Small, smaller, smallest -- The plight of the vaquita

December 8, 2006

Research published in the academic journal Mammal Review has uncovered the missing link in the depleting population of the vaquita.

With a body less than 1.5 m long, the vaquita is the smallest living cetacean (the order Cetacea consists of whales, dolphins and porpoises). It also has one of the smallest ranges (c. 2235 km2) and one of the smallest populations (< 600 individuals based on a 1997 survey). This little porpoise is one of the two most critically endangered small cetaceans in the world, suggesting that its chances of survival are small, just like its population size and area of distribution.

So, what actions have been and are being taken to prevent the vaquita’s extinction and promote its recovery" In a recent paper published in Mammal Review, the authors from Mexico and Canada reviewed the scientific issues, described previous and ongoing conservation efforts, and identified remaining obstacles, established priorities, and provided recommendations.

The vaquita is endemic to the north-western corner of the Gulf of California (north of 30º45'N and mainly west of 114º20'W), an area rich and diverse in marine mammals. It is somewhat surprising that the porpoises are limited to such a small area when there are no obvious physical barriers to prevent them from moving into the rest of the Gulf. However, there is no evidence that the vaquita’s overall range has changed in historic times.
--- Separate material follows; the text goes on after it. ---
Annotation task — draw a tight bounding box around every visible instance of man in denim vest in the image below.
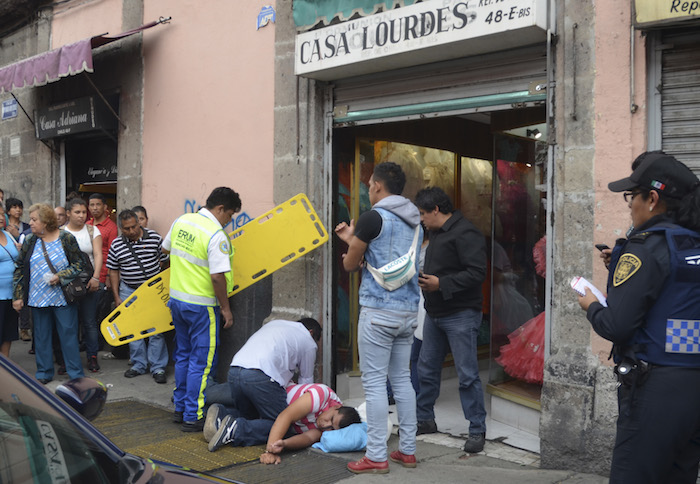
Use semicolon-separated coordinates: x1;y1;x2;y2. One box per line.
416;187;486;453
335;163;422;474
Acoustic surveys suggest that vaquitas are not only limited to the north-western Gulf all the year-round, but also that their current distribution is more restricted than previously thought – confined to a small area off the eastern coast of the Baja California Peninsula.

What is driving the vaquita towards extinction" It is not, as is so often the case, degradation of its habitat. A risk factor analysis discounted pollution or the drastic reduction of freshwater flow from the Colorado River as primary culprits. It is also not a genetic problem. Genetic analyses and population simulations suggested that the vaquita has always been rare and that its extreme loss of genomic variability occurred over evolutionary time rather than recently owing to human-caused mortality. Instead of those factors, the “smoking gun” in this instance is accidental mortality in fishing gear, something popularly known as “bycatch”.
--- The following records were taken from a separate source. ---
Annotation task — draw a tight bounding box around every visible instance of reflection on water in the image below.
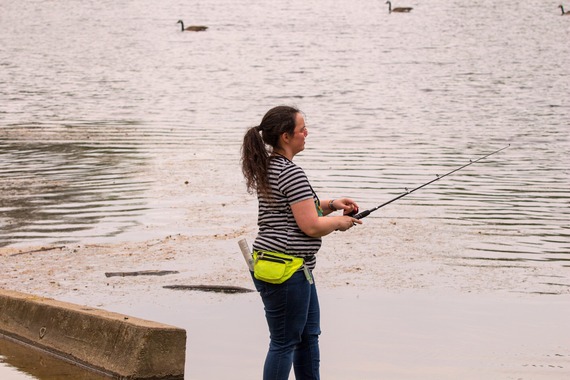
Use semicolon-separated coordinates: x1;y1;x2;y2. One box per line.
0;121;150;246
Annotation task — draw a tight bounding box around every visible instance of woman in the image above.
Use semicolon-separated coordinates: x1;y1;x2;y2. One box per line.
241;106;362;380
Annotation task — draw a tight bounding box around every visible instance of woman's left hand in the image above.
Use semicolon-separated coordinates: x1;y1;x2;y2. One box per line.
333;198;358;215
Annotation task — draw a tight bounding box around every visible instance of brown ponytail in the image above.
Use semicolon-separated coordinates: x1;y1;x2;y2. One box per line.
241;106;300;198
Large-, medium- and small-mesh gillnets set for fish and shrimp entangle and kill vaquitas far too frequently. The best available quantitative estimate of bycatch refers to only one of the three main fishing ports: 39 vaquitas/yr (95% CI: 14, 93). Current population size could well be around 400 animals. If the vaquita goes extinct, its story will be the chronicle of an announced extinction. For decades scientists from Mexico and abroad, in various international and national fora, have warned the Mexican Government that the vaquita was at risk of being extirpated as a result of the bycatch. The Government has ignored such warnings and chosen to blame the vaquita’s precarious condition on the lack of water in the Colorado River – a result of damming and diversion in the United States. No data have been offered in support of this idea and, in fact, the Upper Gulf remains a very rich and productive ecosystem.

Is the vaquita destined to become the first marine cetacean to go extinct in modern times because of anthropogenic factors" How can this sad prospect be prevented" The small number of porpoises in the current population cannot be expected to withstand continuing incidental mortality. This needs to be eliminated. However, progress towards even reducing, much less stopping, vaquita bycatch has been painfully slow despite efforts to phase-out fishing with gillnets in the core area of vaquita distribution and to devise schemes involving compensation, incentives and alternative livelihoods for fishermen.
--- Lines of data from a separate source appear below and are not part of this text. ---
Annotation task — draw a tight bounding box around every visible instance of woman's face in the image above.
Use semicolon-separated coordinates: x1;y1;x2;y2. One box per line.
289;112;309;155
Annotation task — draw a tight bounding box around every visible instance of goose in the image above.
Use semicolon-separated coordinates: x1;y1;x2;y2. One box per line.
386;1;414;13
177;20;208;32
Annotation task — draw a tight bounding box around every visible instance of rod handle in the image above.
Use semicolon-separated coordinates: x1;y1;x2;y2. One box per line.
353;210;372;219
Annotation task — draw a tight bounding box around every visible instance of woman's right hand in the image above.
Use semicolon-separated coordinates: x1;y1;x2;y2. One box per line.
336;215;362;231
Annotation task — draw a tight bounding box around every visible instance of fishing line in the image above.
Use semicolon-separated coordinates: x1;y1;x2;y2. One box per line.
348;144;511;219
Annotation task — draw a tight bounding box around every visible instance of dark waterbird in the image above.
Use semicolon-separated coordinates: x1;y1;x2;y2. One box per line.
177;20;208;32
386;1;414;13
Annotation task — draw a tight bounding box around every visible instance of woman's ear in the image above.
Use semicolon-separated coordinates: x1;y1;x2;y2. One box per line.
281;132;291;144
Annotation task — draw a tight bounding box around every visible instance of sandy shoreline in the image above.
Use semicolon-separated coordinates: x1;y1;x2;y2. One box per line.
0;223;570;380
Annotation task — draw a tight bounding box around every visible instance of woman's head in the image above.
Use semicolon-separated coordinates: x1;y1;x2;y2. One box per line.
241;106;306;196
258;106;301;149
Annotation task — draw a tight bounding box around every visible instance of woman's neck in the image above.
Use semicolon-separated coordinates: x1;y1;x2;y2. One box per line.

For the first time since 1958, when the vaquita was scientifically described and named as a species, the Mexican Government has finally taken specific actions to try to prevent its extinction. On 29 December 2005 the Ministry of Environment declared a Vaquita Refuge that contains within its borders approximately 80% of all verified vaquita sighting positions. In the same decree, the State Governments of Sonora and Baja California were offered $(US)1 million to compensate affected fishermen. Another big step will be to convince the relevant State Governments of the Upper Gulf to support actions proposed by an international vaquita recovery team. These Governments have argued that no action should be taken until a second survey for a new abundance estimate shows definitively that the population is declining.

But the question of how often new estimates or indices must be obtained to monitor trends is a tricky one. Ship surveys are expensive and they cannot be expected to detect population declines or increases on an acceptable timescale for such a critically endangered species. According to one analysis, a single survey in 2006 or 2007 would have a probability of only 11% of detecting a 3%/year decline and a 16% probability of detecting a 10%/year decline. Achieving an acceptable probability (e.g. 95%) of detecting a 3% decline would require annual surveys over a period of 39 years at a cost of approximately $29 million. Moreover, by that time (c. 45 years from now) only some 180 or so vaquitas would be left. Clearly, it is wiser to invest available funds in conservation actions, particularly in ones that offer viable socioeconomic alternatives to fishermen.

Mexico has a very good record in helping endangered marine mammals to recover. There are no better examples anywhere in the world than eastern Pacific gray whales and northern elephant seals, both of which came back from low numbers and now represent true conservation success stories. Similar efforts are needed urgently for the vaquita, a small animal living in a small area with a small, and ever-smaller, population.